For once, this time-shifting cliché works, because Ashton used the period's fantasies to create his magical ballet, not the period's realities. He did not choreograph Oberon as a top-hatted industrialist and Titania as his bouncy, bourgeois wife, as so many dreary, unimaginative productions of the play would have it, but modeled them on early Victorian fantasies. Ashton's choreography for the corps is an elegant and witty commentary on the period, with quick and silvery movements, and a soft, flowing upper body, with delicate echoes of the Romantic style (at one point Titania's four attendants strike the famous pose from the Pas de Quatre of the old lithographs, a beautifully designed picture in itself, and an extra joy for those who know their ballet history). Ashton distilled the action of the play to focus on the quarrels between Titania and Oberon, and between the lovers, ending in a magical reconciliation. His basic structure is flawless; the story takes place in a unified set, with the action flowing so smoothly that the dramatic skill involved is hidden.

==Revivals==
Ashton's ballet was given by the Royal Ballet's touring company in the 1960s and 70s, with scenery and costumes designed by Peter Farmer. A new production, with Ashton's choreography reproduced under the direction of Anthony Dowell, was given at Covent Garden on 6 June 1986.

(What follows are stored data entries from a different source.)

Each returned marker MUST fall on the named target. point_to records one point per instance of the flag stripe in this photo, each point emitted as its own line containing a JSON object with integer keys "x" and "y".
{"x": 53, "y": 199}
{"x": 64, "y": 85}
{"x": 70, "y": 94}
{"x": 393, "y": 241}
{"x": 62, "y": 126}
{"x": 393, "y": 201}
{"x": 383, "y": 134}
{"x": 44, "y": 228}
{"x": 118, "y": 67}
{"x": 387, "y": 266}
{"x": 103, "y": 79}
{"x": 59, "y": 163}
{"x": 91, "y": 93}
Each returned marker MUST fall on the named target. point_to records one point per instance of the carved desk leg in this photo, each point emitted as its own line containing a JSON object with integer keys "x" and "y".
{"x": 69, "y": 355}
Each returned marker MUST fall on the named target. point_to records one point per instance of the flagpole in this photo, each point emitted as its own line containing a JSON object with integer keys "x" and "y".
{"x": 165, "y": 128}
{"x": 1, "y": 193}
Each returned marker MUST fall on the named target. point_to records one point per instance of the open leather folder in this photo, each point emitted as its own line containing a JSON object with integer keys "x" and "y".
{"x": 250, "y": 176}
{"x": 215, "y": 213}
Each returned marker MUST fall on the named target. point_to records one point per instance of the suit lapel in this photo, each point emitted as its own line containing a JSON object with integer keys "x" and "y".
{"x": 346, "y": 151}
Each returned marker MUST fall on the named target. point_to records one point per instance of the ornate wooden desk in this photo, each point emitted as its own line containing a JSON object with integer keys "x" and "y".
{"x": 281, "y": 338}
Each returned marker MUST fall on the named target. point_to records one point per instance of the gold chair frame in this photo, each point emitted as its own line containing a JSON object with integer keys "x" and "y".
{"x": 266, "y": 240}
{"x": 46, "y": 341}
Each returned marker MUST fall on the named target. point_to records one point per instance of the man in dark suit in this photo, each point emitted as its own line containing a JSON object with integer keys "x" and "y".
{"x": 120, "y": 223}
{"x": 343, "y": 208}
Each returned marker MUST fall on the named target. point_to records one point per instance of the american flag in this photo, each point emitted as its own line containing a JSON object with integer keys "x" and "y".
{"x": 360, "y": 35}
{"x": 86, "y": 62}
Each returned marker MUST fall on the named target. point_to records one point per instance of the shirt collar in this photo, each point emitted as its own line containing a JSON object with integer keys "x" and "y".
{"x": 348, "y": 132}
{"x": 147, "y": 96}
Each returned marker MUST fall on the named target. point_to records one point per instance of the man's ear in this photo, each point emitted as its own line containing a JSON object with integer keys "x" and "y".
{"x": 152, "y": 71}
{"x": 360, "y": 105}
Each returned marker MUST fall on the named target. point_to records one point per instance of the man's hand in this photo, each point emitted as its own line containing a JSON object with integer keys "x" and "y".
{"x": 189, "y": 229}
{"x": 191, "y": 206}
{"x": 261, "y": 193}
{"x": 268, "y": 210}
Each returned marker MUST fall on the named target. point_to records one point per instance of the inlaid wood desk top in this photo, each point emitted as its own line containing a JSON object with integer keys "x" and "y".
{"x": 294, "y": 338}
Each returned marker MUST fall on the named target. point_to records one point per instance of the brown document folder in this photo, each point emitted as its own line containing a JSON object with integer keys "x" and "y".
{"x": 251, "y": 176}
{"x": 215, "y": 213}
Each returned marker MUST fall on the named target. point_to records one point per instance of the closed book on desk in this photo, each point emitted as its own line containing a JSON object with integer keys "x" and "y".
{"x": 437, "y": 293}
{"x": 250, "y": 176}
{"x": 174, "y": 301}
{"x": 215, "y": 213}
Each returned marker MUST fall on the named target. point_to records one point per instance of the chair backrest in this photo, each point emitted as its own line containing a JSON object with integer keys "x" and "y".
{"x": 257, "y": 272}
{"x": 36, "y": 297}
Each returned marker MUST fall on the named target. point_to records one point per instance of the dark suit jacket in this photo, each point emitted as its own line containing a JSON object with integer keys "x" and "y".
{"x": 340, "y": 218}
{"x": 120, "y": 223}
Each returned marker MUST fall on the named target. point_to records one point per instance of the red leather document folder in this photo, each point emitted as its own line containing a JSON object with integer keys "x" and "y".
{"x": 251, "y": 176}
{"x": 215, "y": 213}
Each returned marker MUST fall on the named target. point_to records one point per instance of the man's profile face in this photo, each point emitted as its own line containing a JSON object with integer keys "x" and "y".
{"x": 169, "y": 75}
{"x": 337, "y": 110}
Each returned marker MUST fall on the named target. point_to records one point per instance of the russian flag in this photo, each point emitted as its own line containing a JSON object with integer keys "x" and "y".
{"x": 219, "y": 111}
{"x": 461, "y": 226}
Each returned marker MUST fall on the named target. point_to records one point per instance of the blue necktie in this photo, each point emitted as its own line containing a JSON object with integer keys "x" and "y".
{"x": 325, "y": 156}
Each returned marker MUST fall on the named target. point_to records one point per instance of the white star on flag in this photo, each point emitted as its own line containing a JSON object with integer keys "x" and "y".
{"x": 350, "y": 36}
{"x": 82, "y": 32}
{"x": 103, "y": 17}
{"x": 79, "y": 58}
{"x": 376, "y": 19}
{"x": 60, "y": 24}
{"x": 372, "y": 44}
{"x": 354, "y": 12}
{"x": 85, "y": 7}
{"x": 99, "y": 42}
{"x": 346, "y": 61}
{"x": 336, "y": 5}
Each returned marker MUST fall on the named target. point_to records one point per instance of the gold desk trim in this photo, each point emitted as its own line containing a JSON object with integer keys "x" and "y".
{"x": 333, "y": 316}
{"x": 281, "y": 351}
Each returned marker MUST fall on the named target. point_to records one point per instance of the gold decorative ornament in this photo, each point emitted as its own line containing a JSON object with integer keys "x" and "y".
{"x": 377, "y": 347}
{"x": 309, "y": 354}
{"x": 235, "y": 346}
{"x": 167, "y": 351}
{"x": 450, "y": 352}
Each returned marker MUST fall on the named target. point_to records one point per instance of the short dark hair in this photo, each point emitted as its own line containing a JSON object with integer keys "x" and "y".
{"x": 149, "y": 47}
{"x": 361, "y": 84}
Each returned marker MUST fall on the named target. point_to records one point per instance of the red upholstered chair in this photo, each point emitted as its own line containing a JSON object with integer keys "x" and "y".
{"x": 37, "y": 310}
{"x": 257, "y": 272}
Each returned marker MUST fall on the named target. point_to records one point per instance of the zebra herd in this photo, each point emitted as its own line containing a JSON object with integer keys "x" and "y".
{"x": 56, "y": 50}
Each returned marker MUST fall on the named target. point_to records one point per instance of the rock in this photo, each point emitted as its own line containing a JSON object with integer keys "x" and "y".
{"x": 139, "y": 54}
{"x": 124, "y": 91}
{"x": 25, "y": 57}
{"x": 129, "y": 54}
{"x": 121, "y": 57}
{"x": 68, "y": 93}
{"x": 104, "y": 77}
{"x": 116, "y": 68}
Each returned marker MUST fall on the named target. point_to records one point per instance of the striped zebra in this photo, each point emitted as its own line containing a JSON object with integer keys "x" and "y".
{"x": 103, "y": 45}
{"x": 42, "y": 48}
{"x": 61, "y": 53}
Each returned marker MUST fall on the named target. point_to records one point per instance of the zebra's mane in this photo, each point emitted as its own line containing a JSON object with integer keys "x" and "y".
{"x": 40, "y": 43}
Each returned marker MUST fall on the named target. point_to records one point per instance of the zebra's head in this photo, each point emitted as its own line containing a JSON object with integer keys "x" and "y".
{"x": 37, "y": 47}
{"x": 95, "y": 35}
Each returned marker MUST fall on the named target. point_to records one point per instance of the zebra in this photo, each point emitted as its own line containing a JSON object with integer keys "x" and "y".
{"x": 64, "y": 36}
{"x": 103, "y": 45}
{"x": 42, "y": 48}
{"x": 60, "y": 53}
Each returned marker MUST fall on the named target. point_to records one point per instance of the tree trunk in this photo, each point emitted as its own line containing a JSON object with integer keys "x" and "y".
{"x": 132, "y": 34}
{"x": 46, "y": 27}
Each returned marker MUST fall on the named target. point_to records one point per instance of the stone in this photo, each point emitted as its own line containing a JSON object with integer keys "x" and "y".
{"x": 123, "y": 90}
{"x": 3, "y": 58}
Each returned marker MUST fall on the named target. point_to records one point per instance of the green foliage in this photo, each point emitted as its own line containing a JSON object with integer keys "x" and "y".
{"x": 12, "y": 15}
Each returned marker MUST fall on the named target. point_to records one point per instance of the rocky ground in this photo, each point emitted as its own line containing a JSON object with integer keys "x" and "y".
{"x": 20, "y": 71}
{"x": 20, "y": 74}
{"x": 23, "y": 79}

Among other productions, Ashton's ballet has been given by the Australian Ballet (1969); the production taught from the Benesh notation score written by Faith Worth. In 1973 The Dream entered the rep of The Joffrey Ballet and set by John Hart and Faith Worth. The following three productions—-the Royal Swedish Ballet (1975), the Dutch National Ballet (1977), the National Ballet of Canada (1977)—-were staged by Faith Worth from her Benesh notation score. American Ballet Theatre (2002). A performance by American Ballet Theatre at the Orange County Performing Arts Center in Costa Mesa, California, was videotaped in July 2003 and is available on a Kultur DVD. It stars Ethan Stiefel as Oberon, Alessandra Ferri as Titania, and Herman Cornejo in a defining performance as Puck.